Oso

Oso

Padre siempre repetía la misma historia. Solía aparecer como respuesta a alguna de mis preguntas, las que a él le parecían “inquietantes”. Decía: “Afuera ronda un oso, monstruo de noche y día, aunque su pelo es hermoso, sus garras son agonía. Si sus dientes ves brillar, en un suspiro… te hará callar”. Nunca decía más. Y yo, que nunca había visto el exterior, me aferraba a sus palabras como si fueran verdad.

Siempre había sido fuerte. Lo sabían mis padres y lo sabían mis cuatro hermanos. Por eso, las tareas más pesadas siempre caían sobre mí. Ese día no fue diferente. Me pidieron que subiera unas cajas hasta la parte alta del armario. Aunque cansado, obedecí sin decir una palabra. Terminé la tarea y, como siempre, nadie me felicitó. Era “mi deber”.

Mi madre entonces me pidió que cambiara un foco de luz. Ágil, estiré el brazo y sujeté el foco… pero este reventó en mi mano. Supuse que no medí bien mi fuerza. Un dolor punzante me atravesó, seguido del regaño seco de mi madre. Ella llamó a Padre. Conocía bien lo que venía después, sentí un escalofrío recorrerme el cuerpo.

Esta vez no esperé quieto a que Padre llegará. Corrí. Corrí por el pasillo. Sabía que a mitad de camino estaba esa ventana amplia, esa que nunca miraba por miedo a encontrar al monstruo del que hablaba Padre.

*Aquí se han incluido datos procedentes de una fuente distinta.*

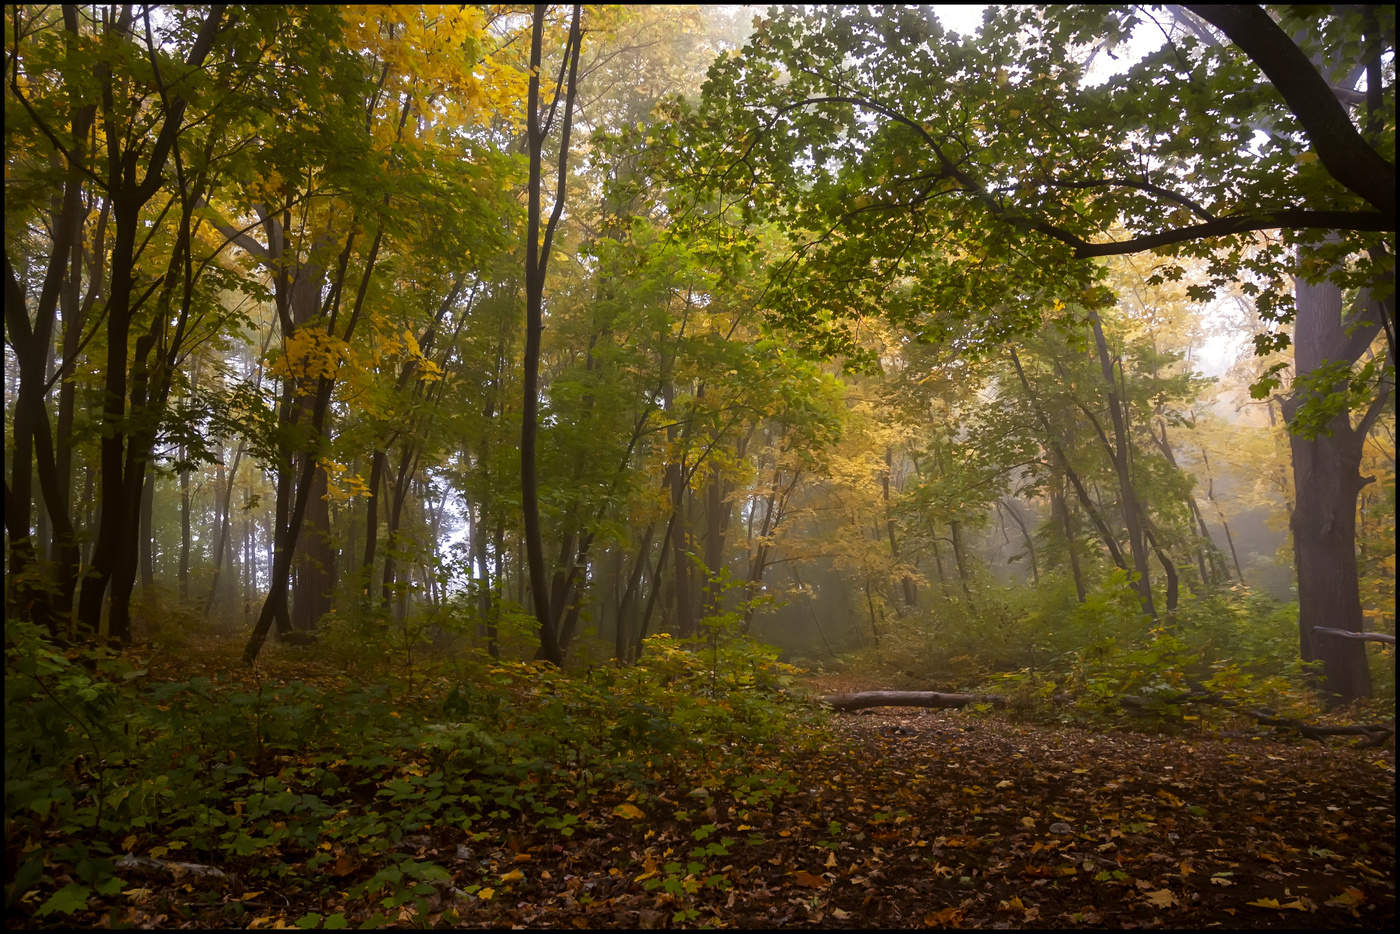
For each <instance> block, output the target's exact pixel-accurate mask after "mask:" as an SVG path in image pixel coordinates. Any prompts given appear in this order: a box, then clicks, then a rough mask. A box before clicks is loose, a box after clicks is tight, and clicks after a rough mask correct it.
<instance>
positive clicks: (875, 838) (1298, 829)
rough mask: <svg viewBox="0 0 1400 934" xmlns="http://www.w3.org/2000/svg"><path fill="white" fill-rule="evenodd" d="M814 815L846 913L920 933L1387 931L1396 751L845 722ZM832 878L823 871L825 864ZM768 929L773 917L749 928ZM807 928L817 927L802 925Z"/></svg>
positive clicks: (1062, 730) (961, 714)
mask: <svg viewBox="0 0 1400 934" xmlns="http://www.w3.org/2000/svg"><path fill="white" fill-rule="evenodd" d="M834 725H836V730H837V731H839V734H840V735H843V737H844V738H846V739H847V742H848V745H847V748H846V749H844V751H832V752H830V753H826V755H822V756H816V758H815V759H813V760H811V762H806V763H804V769H805V774H806V776H808V777H809V780H811V783H809V784H806V788H808V794H806V795H804V798H805V800H802V801H801V802H794V805H795V809H797V811H799V812H801V811H805V812H808V814H811V815H813V816H815V815H820V818H822V819H825V821H837V822H841V823H843V826H847V828H850V832H848V833H844V835H841V840H843V844H841V847H840V849H839V850H836V851H834V853H833V856H836V860H834V865H830V867H820V868H823V870H825V871H823V874H822V875H823V878H825V879H826V881H827V885H826V886H823V888H822V892H823V895H826V905H827V910H826V912H825V914H826V917H825V919H823V920H822V921H820V923H823V924H833V923H840V919H833V917H832V909H841V910H844V912H846V913H848V914H850V916H851V917H850V920H851V921H858V923H860V924H865V926H893V927H909V926H923V924H948V926H963V927H993V926H995V927H1005V926H1009V927H1025V926H1035V927H1099V926H1103V927H1138V926H1141V927H1182V928H1189V927H1205V926H1211V924H1217V926H1224V927H1232V928H1238V927H1268V928H1277V927H1296V928H1312V927H1357V926H1364V927H1387V926H1389V924H1390V923H1392V921H1393V920H1394V763H1393V752H1392V751H1385V749H1383V751H1368V752H1361V751H1355V749H1350V748H1341V746H1320V745H1317V744H1308V745H1298V744H1288V745H1285V744H1273V742H1264V741H1222V739H1212V738H1200V739H1180V738H1158V737H1148V735H1138V734H1093V732H1085V731H1078V730H1067V728H1040V727H1021V725H1014V724H1009V723H1007V721H1002V720H1000V718H973V717H969V716H965V714H960V713H956V711H899V710H885V711H867V713H862V714H850V716H836V718H834ZM813 871H815V870H813ZM749 920H753V921H759V920H760V919H757V917H755V919H749ZM791 920H794V921H797V920H799V919H795V917H794V919H791Z"/></svg>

Pasé junto a ella intentando ignorarla, pero esta vez algo dentro de mí me obligó a mirar.

Siempre había sentido que mi familia me trataba como si yo fuera ese monstruo del que tanto hablaban. Y ahora, miré.

Allí estaba: enorme, cubierto de pelo blanco, orejas redondas, dientes afilados. El susto me hizo tropezar, —Padre tenía razón —pensé—.

Padre me alcanzó. Me sujetó del brazo con fuerza.

—Esta vez te pasaste de la raya —gruñó—. Eres malo para la familia. Vamos a encerrarte en el cuarto del fondo.

Sentí el corazón golpearme en el pecho. Ese cuarto… tenía una ventana aún más grande que la del pasillo. Me empujaron dentro y cerraron la jaula. Me acurruqué en una esquina, temblando, evitando mirar.

Pero con el tiempo, ya no tuve nada que perder y levanté la vista.

El monstruo estaba allí sin duda, pero no era como lo recordaba: tenía tristeza en los ojos y su pelaje estaba manchado de sangre y sucio.

No sentí miedo esta vez, sentí compasión. Ese ser no quería hacerme daño. Estaba herido, estaba asustado, estaba solo.

El monstruo me seguía con la mirada en cada movimiento. Decidí que iba a ayudarlo. “Siempre he ayudado a mi familia —pensé—, y nunca se lo han merecido. Este monstruo, en cambio, ahora depende de mí para sobrevivir”.

Para mi sorpresa, descubrí que podía doblar los barrotes con facilidad. Salí de la jaula y corrí hacia la ventana dispuesto a romper el vidrio que nos separaba. Golpeé con todas mis fuerzas. El vidrio estalló en mil pedazos… y detrás no había nada. Solo una enorme pared.

No había monstruo.

Padre siempre repetía la misma historia. Solía aparecer como respuesta a alguna de mis preguntas, las que a él le parecían “inquietantes”. Decía: “Afuera ronda un oso, monstruo de noche y día, aunque su pelo es hermoso, sus garras son agonía. Si sus dientes ves brillar, en un suspiro… te hará callar”. Nunca decía más. Y yo, que nunca había visto el exterior, me aferraba a sus palabras como si fueran verdad. En esta casa no hay ventanas, solo espejos.

Salí del cuarto y caminé despacio. Nadie se atrevió a detenerme… ni siquiera él. Sabían que ya lo sabía. Madre lloraba; mis hermanos me miraban con vergüenza en los ojos. No necesité usar toda mi fuerza para romper la cerradura principal.

Por primera vez sentí el aire verdadero rozar mi hocico, el olor limpio del mundo libre llenar mis pulmones. En lo profundo de mi pecho, una voz me llamaba. Sin darme cuenta, mis cuatro patas se hundieron en el pasto fresco. Avancé sin mirar atrás, perdiéndome entre los árboles.

Detrás, los gritos comenzaron. Ya no los escuchaba. Yo iba hacia otra voz, más antigua y más cierta, que me había estado llamando desde que nací: la voz de mi verdadero padre.